Чужая история как место возможной встречи

20.01.2017
Текст: Татьяна Венедиктова

Профессор МГУ им. М.В. Ломоносова, член жюри литературной премии НОС Татьяна Венедиктова рассказала о встрече читателей с Джулианом Барнсом и Энтони Маррой. Что это за жанр – встреча писателя с читателями? И почему важно заботиться о его чистоте? К прочтению обязательно.

Две встречи писателей со студентами МГУ пришлись на позднюю осень 2016 года, с разрывом всего в пару недель. Оба гостя говорили по-английски, а в остальном были совершенно непохожи. Разность индивидуальностей, впрочем, лишь оттенила общий контекст дискуссии, который сложился стихийно, но не случайно.

Британец Джулиан Барнс – один из классиков постмодернизма (как ни парадоксально звучит такое определение!), автор полутора десятков книг, широко переводимых, обсуждаемых уже не только критиками, но и историками литературы, лауреат ряда престижных премий, включая Букеровскую. Американец Энтони Марра почти на четыре десятилетия младше и свой первый роман «Комплекс проявлений жизни» опубликовал в 2013 году; дебют, однако, оказался на зависть эффектен, и недавняя книга рассказов «Царь любви и техно» (2015) упрочила репутацию восходящей литературной звезды. В данном случае важно, что действие обеих книг происходит в России в разные десятилетия ХХ века, начиная с 1930х годов, - и это же касается «Шума времени» (2016), самого недавнего из романов Барнса, сегодня уже широко читаемого на русском языке.

Что толкает воображение писателя к путешествию в далекую страну и в чужую историю? Оно не обязательно сопровождается буквальным перемещением в пространстве, хотя в «наших» случаях это имело место. 

В середине 1960х годов студент Барнс, еще не помышлявший о литературном творчестве, совершил экзотическое автобусное путешествие по России, - и сорок лет спустя, стоя на кафедре поточной аудитории филфака, он широко разводит руки, показывая, какую кипу пластинок Шостаковича приобрел тогда в ГУМе «по случаю».

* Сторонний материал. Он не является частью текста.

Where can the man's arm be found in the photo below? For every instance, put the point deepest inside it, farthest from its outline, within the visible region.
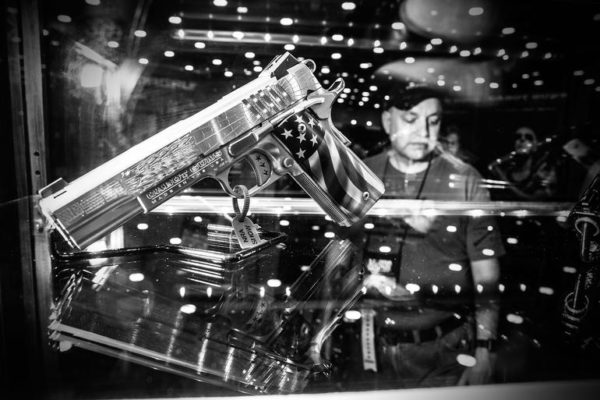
(486, 274)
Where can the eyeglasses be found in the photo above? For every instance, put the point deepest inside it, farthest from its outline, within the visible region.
(525, 136)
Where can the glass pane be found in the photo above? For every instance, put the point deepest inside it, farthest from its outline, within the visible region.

 Уже впоследствии чтение биографии композитора подарило интригующе-странную деталь: Дмитрий Дмитриевич с «тюремным» чемоданчиком, проводит ночь за ночью на лестничной площадке у лифта в ожидании неминуемого ареста… Ареста не состоялось, а вот в воображении другого человека (писателя) биографическая подробность осталась сидеть занозой, покалывая («пунктум!), дразня, упорно напоминая о себе.

Энтони Марра впервые приехал в Петербург в 2007 году, тоже студентом и тоже из любопытства к русской классике, - хотел пройти по улицам, по которым ходил Раскольников, поглядеть хотя бы снаружи на дома, где бывала Анна Каренина.

 Полгода погружения в быт (в семье, где никто не владел английским языком), приглядывания к образам и прислушивания к чужим рассказам обогатили массой впечатлений, в числе которых и это: Энтони узнал, что лица репрессированных советских функционеров на официальных фотографиях стирались и тем самым вымарывались из истории.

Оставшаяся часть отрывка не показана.